Lisa Villarroel, Medical Director for the Bureau of Epidemiology and Disease Control for the Arizona Department of Health Services, doubts that an outbreak is probable; but admits that a case of Ebola in the U.S. is possible.
“I think it is highly unlikely that we would ever have an outbreak of Ebola here in the United States,” said Villarroel. “Could we have a case here? I think that will happen one day in the future.”
According to Villarroel, the reason why people living in the U.S. are less likely to suffer an outbreak of Ebola to the degree of the current outbreak in Africa is because Americans are more likely to seek treatment and have faith in the medical community.
“The structure of our healthcare system here is much different than it is in Africa. We have very strong systems in place, very strong infection control programs in place,” Villarroel said.
“A big problem in Africa is a mistrust in the people who are trying to help with Ebola and we do not have a mistrust of the healthcare system to that degree in the United States,” Villarroel said.
To understand the outbreak, Villarroel explains how people contract the Ebola virus what the symptoms are.
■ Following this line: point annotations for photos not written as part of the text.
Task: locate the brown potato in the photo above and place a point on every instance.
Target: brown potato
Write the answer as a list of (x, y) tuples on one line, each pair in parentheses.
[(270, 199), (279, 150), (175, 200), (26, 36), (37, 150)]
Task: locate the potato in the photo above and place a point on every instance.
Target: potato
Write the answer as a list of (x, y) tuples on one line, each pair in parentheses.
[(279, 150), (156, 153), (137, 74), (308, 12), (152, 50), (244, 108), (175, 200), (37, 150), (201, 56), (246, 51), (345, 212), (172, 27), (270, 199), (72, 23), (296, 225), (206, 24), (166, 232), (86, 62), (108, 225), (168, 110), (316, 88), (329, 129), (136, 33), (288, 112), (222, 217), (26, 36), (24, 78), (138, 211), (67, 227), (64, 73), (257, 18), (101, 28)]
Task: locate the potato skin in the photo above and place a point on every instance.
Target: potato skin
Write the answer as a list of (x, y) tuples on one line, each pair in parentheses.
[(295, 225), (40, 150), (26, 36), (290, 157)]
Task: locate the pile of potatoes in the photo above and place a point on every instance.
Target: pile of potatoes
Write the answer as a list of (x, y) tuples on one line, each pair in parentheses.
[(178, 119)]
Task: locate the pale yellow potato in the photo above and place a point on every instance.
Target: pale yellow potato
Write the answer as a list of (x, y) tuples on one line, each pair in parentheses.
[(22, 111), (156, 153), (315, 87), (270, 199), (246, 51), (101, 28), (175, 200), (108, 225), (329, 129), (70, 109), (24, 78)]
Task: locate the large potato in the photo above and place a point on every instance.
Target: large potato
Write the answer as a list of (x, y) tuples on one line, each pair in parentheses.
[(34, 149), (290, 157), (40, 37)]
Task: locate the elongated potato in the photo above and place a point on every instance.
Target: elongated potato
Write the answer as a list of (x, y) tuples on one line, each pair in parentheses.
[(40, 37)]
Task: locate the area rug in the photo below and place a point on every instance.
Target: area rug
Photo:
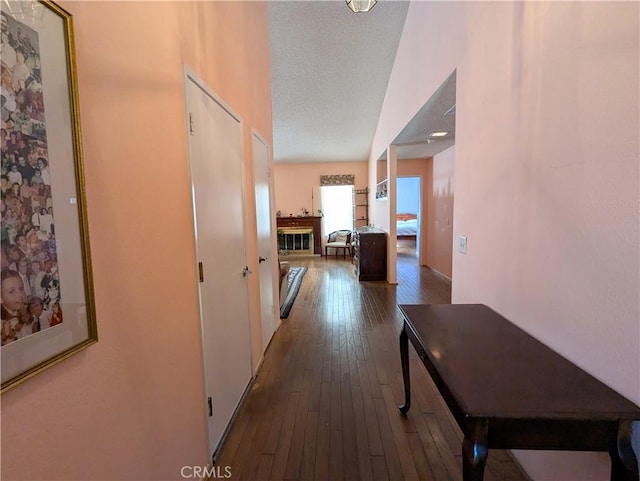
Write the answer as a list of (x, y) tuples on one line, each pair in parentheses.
[(295, 280)]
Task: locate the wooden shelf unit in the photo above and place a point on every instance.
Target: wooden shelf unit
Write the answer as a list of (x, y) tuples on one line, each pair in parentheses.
[(360, 207)]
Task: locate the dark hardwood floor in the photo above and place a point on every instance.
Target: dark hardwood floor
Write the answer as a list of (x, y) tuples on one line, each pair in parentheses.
[(324, 404)]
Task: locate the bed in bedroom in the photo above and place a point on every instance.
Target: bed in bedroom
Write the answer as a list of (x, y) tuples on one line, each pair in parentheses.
[(407, 226)]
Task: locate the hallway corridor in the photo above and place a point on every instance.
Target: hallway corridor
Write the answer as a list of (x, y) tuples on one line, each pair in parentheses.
[(324, 403)]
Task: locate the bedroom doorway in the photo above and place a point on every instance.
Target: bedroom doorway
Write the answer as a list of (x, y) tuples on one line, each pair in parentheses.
[(408, 208)]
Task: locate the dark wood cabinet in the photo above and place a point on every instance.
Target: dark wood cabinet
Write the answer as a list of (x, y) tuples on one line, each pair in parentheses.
[(310, 221), (370, 254)]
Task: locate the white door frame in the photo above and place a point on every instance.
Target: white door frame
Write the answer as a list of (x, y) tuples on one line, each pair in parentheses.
[(269, 325)]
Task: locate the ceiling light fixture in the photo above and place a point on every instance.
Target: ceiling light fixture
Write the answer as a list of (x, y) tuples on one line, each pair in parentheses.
[(360, 6)]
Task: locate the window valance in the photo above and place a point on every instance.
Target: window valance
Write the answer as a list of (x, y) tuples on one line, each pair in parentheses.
[(345, 179)]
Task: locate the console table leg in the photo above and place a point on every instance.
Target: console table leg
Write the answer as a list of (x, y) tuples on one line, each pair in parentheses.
[(404, 359), (475, 450), (624, 464)]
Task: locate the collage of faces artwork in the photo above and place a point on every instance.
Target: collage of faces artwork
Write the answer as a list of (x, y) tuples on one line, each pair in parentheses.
[(30, 281)]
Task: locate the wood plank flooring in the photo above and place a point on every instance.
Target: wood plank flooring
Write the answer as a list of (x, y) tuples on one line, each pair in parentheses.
[(324, 405)]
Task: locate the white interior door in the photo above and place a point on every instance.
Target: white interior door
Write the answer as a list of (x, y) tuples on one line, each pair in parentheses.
[(215, 155), (265, 250)]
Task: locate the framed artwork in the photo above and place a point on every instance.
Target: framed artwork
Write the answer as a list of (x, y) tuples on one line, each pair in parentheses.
[(47, 303)]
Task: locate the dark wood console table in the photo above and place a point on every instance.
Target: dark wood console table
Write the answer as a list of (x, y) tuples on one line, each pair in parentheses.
[(307, 221), (507, 390)]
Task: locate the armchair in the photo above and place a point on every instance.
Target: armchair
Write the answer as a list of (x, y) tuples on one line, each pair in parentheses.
[(339, 239)]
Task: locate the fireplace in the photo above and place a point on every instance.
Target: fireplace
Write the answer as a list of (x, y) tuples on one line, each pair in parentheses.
[(296, 240)]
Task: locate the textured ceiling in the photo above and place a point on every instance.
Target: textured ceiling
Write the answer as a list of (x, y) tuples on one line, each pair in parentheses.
[(329, 73)]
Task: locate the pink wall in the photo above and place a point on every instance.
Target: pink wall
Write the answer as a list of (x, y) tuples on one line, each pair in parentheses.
[(295, 183), (440, 235), (549, 208), (131, 406)]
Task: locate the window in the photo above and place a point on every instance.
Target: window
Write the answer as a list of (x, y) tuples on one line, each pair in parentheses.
[(336, 203)]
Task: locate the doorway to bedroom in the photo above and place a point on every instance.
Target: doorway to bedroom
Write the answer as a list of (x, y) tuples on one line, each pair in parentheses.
[(408, 208)]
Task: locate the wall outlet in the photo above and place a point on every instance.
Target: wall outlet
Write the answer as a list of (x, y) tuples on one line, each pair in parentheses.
[(462, 244)]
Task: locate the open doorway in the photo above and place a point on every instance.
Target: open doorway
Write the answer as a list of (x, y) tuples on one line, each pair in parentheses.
[(409, 208)]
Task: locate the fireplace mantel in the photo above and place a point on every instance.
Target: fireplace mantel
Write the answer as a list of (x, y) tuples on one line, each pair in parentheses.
[(307, 221)]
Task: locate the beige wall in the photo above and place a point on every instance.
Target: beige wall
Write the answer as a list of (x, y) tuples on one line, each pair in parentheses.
[(549, 206), (295, 183), (132, 406)]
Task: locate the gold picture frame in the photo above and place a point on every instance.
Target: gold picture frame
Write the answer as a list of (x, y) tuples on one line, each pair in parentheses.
[(48, 311)]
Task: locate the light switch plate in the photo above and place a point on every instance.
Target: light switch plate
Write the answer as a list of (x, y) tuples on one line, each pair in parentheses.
[(462, 244)]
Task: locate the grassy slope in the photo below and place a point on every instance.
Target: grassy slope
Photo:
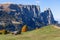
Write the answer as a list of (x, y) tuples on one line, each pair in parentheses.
[(45, 33)]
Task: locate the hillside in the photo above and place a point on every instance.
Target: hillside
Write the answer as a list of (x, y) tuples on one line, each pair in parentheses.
[(45, 33), (29, 15)]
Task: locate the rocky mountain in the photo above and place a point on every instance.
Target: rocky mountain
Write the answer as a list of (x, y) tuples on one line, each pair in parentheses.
[(29, 15)]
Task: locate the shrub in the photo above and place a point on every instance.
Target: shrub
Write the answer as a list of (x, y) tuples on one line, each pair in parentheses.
[(24, 28)]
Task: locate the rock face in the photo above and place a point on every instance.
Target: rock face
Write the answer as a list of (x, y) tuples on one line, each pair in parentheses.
[(47, 17), (29, 15)]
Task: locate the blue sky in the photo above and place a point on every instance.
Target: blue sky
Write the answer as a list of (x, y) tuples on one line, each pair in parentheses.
[(53, 4)]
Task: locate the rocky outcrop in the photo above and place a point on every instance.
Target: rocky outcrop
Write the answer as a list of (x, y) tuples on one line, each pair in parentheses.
[(29, 15)]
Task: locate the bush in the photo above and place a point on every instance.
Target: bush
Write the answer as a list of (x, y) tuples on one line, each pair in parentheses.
[(24, 28)]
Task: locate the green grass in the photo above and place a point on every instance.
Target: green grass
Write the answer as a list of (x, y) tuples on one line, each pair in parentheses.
[(45, 33)]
“Ebola is a virus that is spread person-to-person through infected body fluids, such as saliva, urine, blood and feces,” Villarroel said. “It has the capability of causing an illness that is usually characterized by fever, but it can
also cause headaches and muscle aches.”
“So far, there is not a definitive cure for the Ebola virus,” Villarroel said, but treatment is available to infected patients in Africa.
“Right now the standard of care if someone is diagnosed with Ebola is essentially supportive. That means maintaining their fluid balance, keeping their electrolytes in check, keeping them hydrated, and keeping them isolated,” Villarroel said.
Although the threat of an Ebola outbreak is unlikely, Villarroel said that people in the U.S., like college age students, are still at risk for spreading infectious disease.
“Whenever you have people living in close borders, such as in a dorm, there is always a risk for infectious diseases to flow back and forth,” Villarroel said. “So just take normal precautions whenever your poor roommate is sick, with washing your hands and not sharing things like utensils and drinking glasses.”
Villarroel said the most prevalent illnesses on college campuses are influenza, whooping cough, and meningitis.
“We are lucky in that some of the illnesses that are very common on college campuses, we do have a vaccine for, and so we can essentially eliminate those as a significant threat for people who get those vaccinations.”